Graylog API Security provides an eBPF logger that allows you to log encrypted API calls to your own security data lake. The eBPF logger is an open-source agent that logs API requests and responses to Graylog API Security for analysis and storage. This logger captures encrypted API calls without configuring any encryption keys or making any changes to client or server applications.

This article shows you how to set up eBPF logger in your environment so that it can begin capturing traffic for Graylog API Security.

Warning: The eBPF logger is currently released as beta software and not intended for production environments! It should be used only for testing purposes in non-production environments.

Prerequisites

Before proceeding, ensure that the following prerequisites are met:

  • A valid Graylog API Security license.

  • 64-bit Intel or AMD CPU.

  • Linux kernel v5.8 or higher.

  • OpenSSL v1.0 or higher.

  • Root user or sudo privileges.

  • Network access to the Kubernetes cluster where Graylog API Security is running.

Limitations and Additional Considerations

The eBPF logger is beta software and subject to ongoing development. While we report these current limitations, check back for future developments:

  • ARM64 chipsets are not supported.

  • API calls made via HTTP are not logged. Only HTTPS calls are currently supported.

  • Only applications using OpenSSL are supported.

  • HTTP v3, UDP, and streaming protocols are not supported.

Download and Install eBPF Logger

Run the following commands to install the eBPF logger on Linux hardware or a Linux VM.

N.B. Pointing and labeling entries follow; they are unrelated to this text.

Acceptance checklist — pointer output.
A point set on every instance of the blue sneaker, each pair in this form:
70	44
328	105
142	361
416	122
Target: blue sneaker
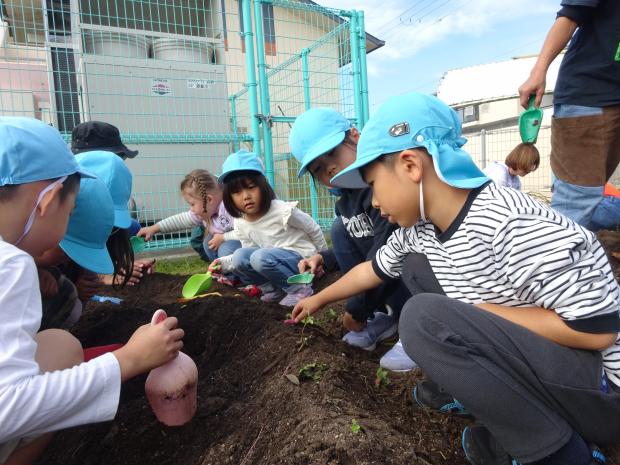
481	448
381	327
428	394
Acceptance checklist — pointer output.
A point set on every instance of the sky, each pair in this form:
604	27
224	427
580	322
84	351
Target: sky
426	38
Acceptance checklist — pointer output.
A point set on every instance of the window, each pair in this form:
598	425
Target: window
468	114
269	28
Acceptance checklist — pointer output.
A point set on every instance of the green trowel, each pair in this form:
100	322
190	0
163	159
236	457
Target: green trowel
530	121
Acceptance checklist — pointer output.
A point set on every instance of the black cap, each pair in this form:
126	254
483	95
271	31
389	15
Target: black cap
97	135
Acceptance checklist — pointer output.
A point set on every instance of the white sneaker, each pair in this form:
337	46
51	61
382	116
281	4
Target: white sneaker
396	359
379	328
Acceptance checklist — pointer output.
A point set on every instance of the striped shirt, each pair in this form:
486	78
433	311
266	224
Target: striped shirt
506	248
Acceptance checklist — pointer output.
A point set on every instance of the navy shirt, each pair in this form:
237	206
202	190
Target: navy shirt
590	74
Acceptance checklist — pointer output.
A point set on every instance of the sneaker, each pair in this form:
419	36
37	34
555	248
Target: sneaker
251	290
481	448
381	327
397	360
291	299
428	394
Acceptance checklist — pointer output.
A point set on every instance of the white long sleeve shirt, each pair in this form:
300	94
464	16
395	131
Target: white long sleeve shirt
32	403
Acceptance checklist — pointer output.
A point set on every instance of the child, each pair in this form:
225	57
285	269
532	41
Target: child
118	179
44	386
275	235
82	253
521	161
202	191
526	335
324	142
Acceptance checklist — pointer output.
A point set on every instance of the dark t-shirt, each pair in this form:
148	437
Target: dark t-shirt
590	74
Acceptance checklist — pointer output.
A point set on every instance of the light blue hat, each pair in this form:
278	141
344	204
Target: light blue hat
316	132
90	226
415	120
31	151
240	161
111	169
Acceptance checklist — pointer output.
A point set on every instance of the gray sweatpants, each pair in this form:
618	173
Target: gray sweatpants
528	391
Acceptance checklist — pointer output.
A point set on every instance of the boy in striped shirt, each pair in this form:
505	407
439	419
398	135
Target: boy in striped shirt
520	321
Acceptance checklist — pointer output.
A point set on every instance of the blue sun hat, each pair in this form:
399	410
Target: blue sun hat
240	161
31	151
111	169
89	227
316	132
409	121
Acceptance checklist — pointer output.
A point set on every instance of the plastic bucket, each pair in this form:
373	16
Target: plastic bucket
116	45
183	50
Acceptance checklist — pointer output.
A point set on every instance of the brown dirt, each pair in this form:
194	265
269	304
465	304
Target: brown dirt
248	410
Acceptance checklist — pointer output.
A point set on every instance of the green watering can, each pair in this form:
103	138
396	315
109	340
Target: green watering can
303	278
530	121
197	284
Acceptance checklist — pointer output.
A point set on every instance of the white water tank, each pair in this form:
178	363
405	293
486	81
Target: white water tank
183	50
116	45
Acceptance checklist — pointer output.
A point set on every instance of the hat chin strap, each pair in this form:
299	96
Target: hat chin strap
422	213
30	221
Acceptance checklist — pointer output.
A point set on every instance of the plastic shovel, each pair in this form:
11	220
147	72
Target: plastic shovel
530	121
197	284
303	278
137	244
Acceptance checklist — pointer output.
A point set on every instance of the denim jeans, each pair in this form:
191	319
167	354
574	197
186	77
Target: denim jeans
225	248
574	200
259	266
606	215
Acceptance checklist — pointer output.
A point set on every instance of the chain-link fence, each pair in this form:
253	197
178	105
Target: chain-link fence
186	81
494	145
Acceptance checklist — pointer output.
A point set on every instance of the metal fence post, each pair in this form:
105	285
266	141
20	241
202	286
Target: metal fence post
248	38
483	148
264	91
355	68
363	71
305	71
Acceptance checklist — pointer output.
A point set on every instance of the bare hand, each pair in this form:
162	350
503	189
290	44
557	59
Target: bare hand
305	308
313	264
87	285
150	346
535	85
148	232
215	266
216	241
352	324
47	283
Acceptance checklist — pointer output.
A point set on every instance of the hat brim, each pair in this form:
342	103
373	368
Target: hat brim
321	148
122	218
351	177
222	177
123	149
95	260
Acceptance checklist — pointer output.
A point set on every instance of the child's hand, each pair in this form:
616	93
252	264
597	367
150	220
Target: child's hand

  1. Download the logger binary:

    Copy 
    wget https://github.com/resurfaceio/logger-ebpf/releases/download/v1.1.1/ebpf-logger-amd64 && chmod +x ebpf-logger-amd64

  2. Run the logger binary:

    Copy 
    sudo USAGE_LOGGERS_EBPF_EXPATH="/lib/x86_64-linux-gnu/libssl.so.3" USAGE_LOGGERS_RULES="include debug" USAGE_LOGGERS_URL="https://GL_APISECURITY_HOST/fluke/message" ./ebpf-logger-amd64

    Be sure to update the environment variable values in the above command for your environment, if required, as show in the following table:

    Variable

    Description

    USAGE_LOGGERS_EBPF_EXPATH

    A path to the OpenSSL shared library. Run ldconfig -p | grep ssl to find this value.

    USAGE_LOGGERS_RULES

    The logging rules used to mask or remove specific details. Use include debug to log the entire request and response.

    USAGE_LOGGERS_URL

    The capture URL for the Graylog API Security instance., which looks like https://GL_APISECURITY_HOST/fluke/message.

    Hint: These environment variables are set with this command. Installation fails if you set the values beforehand.

When this process is complete, configured traffic should begin to appear in your Graylog API Security dashboard.

Use CTRL-C if you need to stop the logger.